Choosing where to put your savings is a question that does not have a simple answer that works for everyone. Deciding how much of your discretionary dollars to put towards retirement savings, college expenses, life insurance, an emergency fund and other buckets of money will vary depending on your unique financial situation. Here are a few arguments for prioritizing saving for retirement ahead of saving for your kids’ college expenses.
Saving as a part of your budget
The first thing that you will want to do is make sure that you’ve got a budget for your household expenses. Your budget can be simple or complex, but it’s important to have a written recording of your cash flow. Living within your means (spending less than you earn) is the number one indicator for a healthy financial situation.
Another great tip is to pay yourself first. Without a written budget, you tend to just save whatever money is leftover at the end of the month. But somehow, no matter how much money you make or how much you try to cut down on spending, there never seems to be very much left at the end of the month. If this has happened to you, transfer a set amount to a separate account right when you get paid. Many have found that when they do this, they have sufficient money to pay their expenses and are able to save more.
Saving for retirement
In addition to budgeting for your ongoing expenses, it’s a good idea to start saving for your future. Depending on where you are, you may have various medium and long-term savings goals. One common goal is saving for future retirement.
There are a variety of different vehicles for saving for retirement. With the decline in employers that offer defined-benefit pensions, a 401(k) plan is a common way to save for retirement. Many employers offer 401(k) plans, and many also offer matching funds as an incentive to contribute to them. Traditional and Roth Individual Retirement Accounts (IRAs) are another great way to save for retirement.
Saving for college
If you have children, you may also be concerned with the rising cost of higher education, and wanting to save for college. Higher education costs are currently rising higher than the rate of inflation, and more and more jobs require higher education. It’s only natural that parents want to do everything they can to help make college more manageable for their kids.

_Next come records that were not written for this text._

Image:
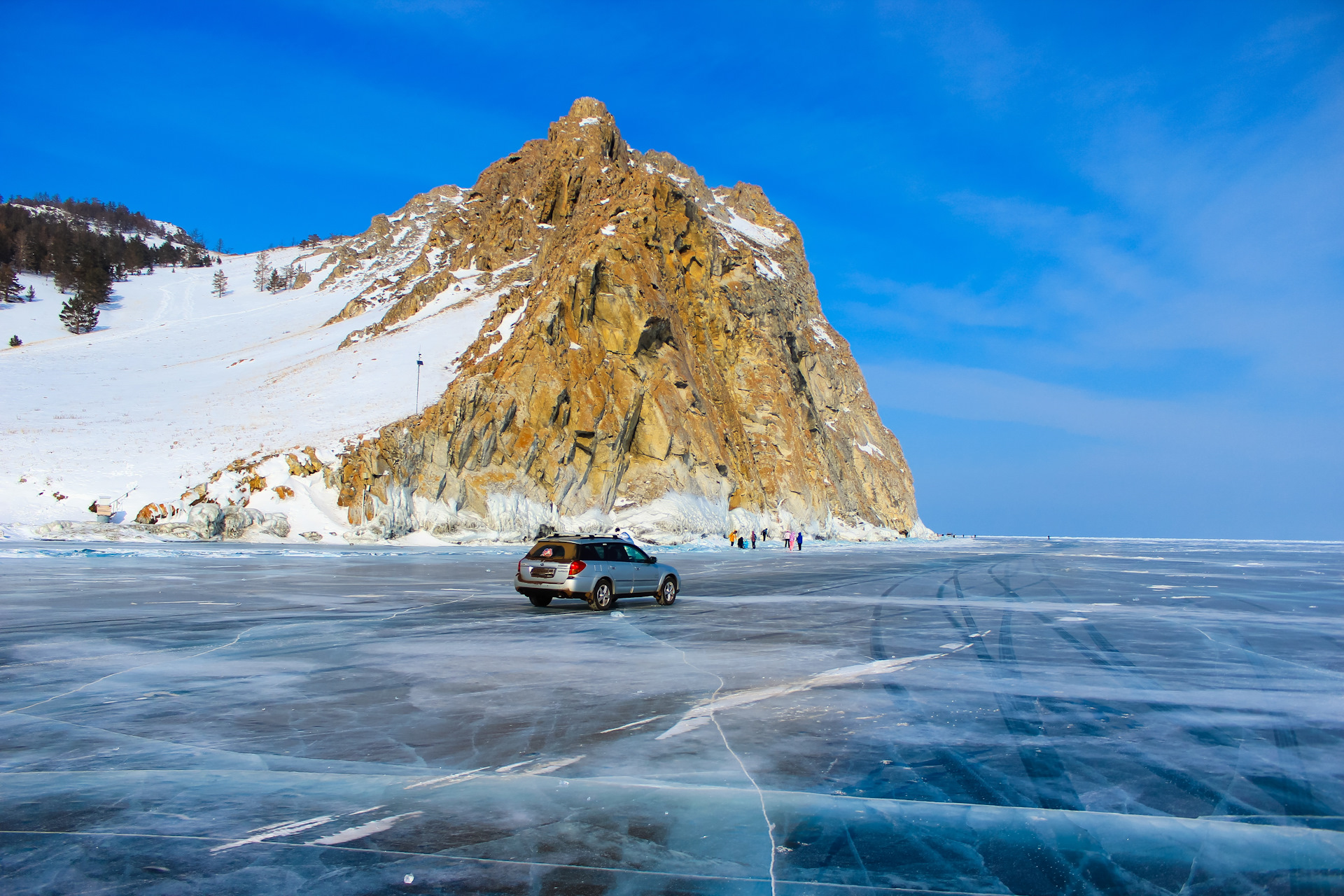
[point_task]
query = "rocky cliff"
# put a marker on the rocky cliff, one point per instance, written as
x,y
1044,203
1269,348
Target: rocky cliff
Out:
x,y
657,358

Like with retirement, there are a variety of different ways to save for college. One popular way is through what is called a 529 plan. States set these up as a way to save for college. Generally, you don’t have to be a resident of the state in question to participate in its 529 plan. Although it’s common for states to offer state tax breaks for contributing to their own 529 plan.

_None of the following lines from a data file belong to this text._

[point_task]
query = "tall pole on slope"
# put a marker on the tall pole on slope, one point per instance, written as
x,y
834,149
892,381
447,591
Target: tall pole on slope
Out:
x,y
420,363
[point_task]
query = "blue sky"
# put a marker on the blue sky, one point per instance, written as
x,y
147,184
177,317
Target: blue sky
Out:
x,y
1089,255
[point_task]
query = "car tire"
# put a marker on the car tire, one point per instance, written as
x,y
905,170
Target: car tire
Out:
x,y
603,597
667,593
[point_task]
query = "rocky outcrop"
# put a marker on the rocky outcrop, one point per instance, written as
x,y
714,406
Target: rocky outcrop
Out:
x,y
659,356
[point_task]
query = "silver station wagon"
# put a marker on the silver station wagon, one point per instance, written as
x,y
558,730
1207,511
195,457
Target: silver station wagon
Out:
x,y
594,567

Another way to save for educational or other expenses is through UGMA/UTMA accounts. UGMA stands for the Uniform Gifts to Minors Act and UTMA stands for Uniform Transfers to Minors Act. The person that sets up the account (typically but not always a parent) is considered a “custodian.” They may transfer money into the account to benefit the minor, but the money is managed by the custodian.
Why you should save for your retirement first
While the exact way that you allocate your savings depends on your specific situation, here are a few suggestions for why you should save for your retirement first.
The main reason is flexibility — you can always reallocate retirement money towards higher education. If you’ve contributed to a Roth IRA, you can withdraw your contributions tax and penalty-free at any time. While many early withdrawals receive a penalty, qualified education expenses are an exception. On the contrary, you can’t easily transfer money in 529 plans to retirement savings if you end up not needing it for educational expenses.
You find another reason when considering the alternatives. If you fully save for your own retirement but don’t save much for your children’s higher education expenses, there are several different options (loans, grants, scholarships) that may be available to help pay for college. It’s also possible that federal legislation may be passed that reduces the cost for some forms of higher education.
On the other hand, if you save and pay for a significant portion of your children’s college expenses, but skimp on your own retirement savings, there will not be as many options available for you. Relying on Social Security alone is unlikely to be sufficient for many people’s retirement. Hopefully your kids got a great college education as they may be providing a good chunk of your support in your retirement!
While every situation is different, these can make for a compelling argument to focus on your own retirement saving first, and only THEN start saving for college expenses.